Prime Minister David Cameron’s government said it would sweep away legal hurdles to allow the Scots a vote on whether their country should become independent for the first time since the 18th Century Act of Union, which united Scotland with England to create Great Britain.
But in return, Cameron — who opposes any breakup of the United Kingdom, which also includes Wales and Northern Ireland — is urging Scotland to make its intentions clear “sooner rather than later.” He claims investors are becoming increasingly wary of Scottish leader Alex Salmond’s plans to delay a vote for several years, damaging Britain’s economy.
Salmond, head of Scotland’s semiautonomous government, has long championed independence to allow the country greater control over lucrative oil and natural gas reserves in the North Sea.
His separatist Scottish National Party insists that winning autonomy over tax and spending policies — powers the Scottish government doesn’t presently have — would help replicate the economic success of neighbours like Norway, which has used its energy riches to fund state pensions.
“This is a huge decision for Scotland. This is potentially the biggest decision we have made as a nation for 300 years,” Salmond said Tuesday, on a tour of an oil facility in Dyce, eastern Scotland.
He insisted that Cameron should not take any role in setting out the timetable for the crucial referendum.
“We are not going to be stampeded and dragooned by a Tory prime minister in London,” Salmond said.
Since Scotland voted in favour of a domestic legislative body in 1997, its parliament has had autonomy over education, health and justice and can make minor alterations to income tax. For now, London retains primacy on all matters relating to Britain as a whole — including defence, energy and foreign relations.
The other nations of the U.K. also have administrations with some limited powers. Wales voted for a national assembly in 1997, while the Northern Ireland Assembly was created to provide cross-community government in the province under the U.S.-brokered Good Friday peace accord of 1998.
Salmond accuses Cameron of pushing for an early vote in Scotland in the hope of killing off any split in the United Kingdom. Both Cameron and Britain’s opposition leader, the Labour party’s Ed Miliband, plan to campaign against Scottish independence.

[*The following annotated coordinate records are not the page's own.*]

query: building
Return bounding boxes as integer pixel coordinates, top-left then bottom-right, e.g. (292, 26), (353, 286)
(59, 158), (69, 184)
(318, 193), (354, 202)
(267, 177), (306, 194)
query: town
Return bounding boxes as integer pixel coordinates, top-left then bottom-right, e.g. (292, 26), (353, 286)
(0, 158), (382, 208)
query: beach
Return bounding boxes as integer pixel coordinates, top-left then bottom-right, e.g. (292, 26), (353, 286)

The timing of the vote could be crucial. Recent opinion polls indicate rising support for independence, after surveys showed backing for the separation hovering at about 30 per cent for several decades.
Salmond hopes to hold a poll most likely in 2014, when nationalist sentiment could be at a high as the city of Glasgow hosts the Commonwealth Games and Scots mark the 700th anniversary of the battle of Bannockburn, a key military victory over England.
Scottish Secretary Michael Moore said that under current law, Scotland’s parliament could not hold its own legally binding referendum, meaning any attempt to enforce the result would be illegal. He said Britain’s government would temporarily grant Scotland’s administration the rights to hold a binding poll.
“This government believes passionately in the United Kingdom,” Moore told the House of Commons. “For over 300 years our country has brought people together in the most successful multinational state the world has known.”
Danny Alexander, Britain’s deputy treasury chief and a legislator who represents a Scottish district at Westminster, said the decision would help “avoid years of legal wrangling” and speed Scotland’s path to a decision.
“I think that jobs, investment and growth in Scotland are much more important than waiting for the anniversary of a medieval battle as the key that determines your timing for a referendum,” Alexander said.
Cameron has suggested Scotland’s vote should only put forward two choices — independence, or the status quo, dismissing calls for a third option, under which Scotland would have control over all but foreign policy and defence.
Salmond hasn’t ruled out including the lesser option, referred to as “independence-lite,” but said his own party would campaign in favour of a permanent split.
“What I think the Scottish people deserve is a fair, clear and decisive question,” Cameron said.
Salmond’s party has said that if it succeeds in winning independence, Scotland would keep the Queen as head of state and — for now at least — retain the British pound as its currency.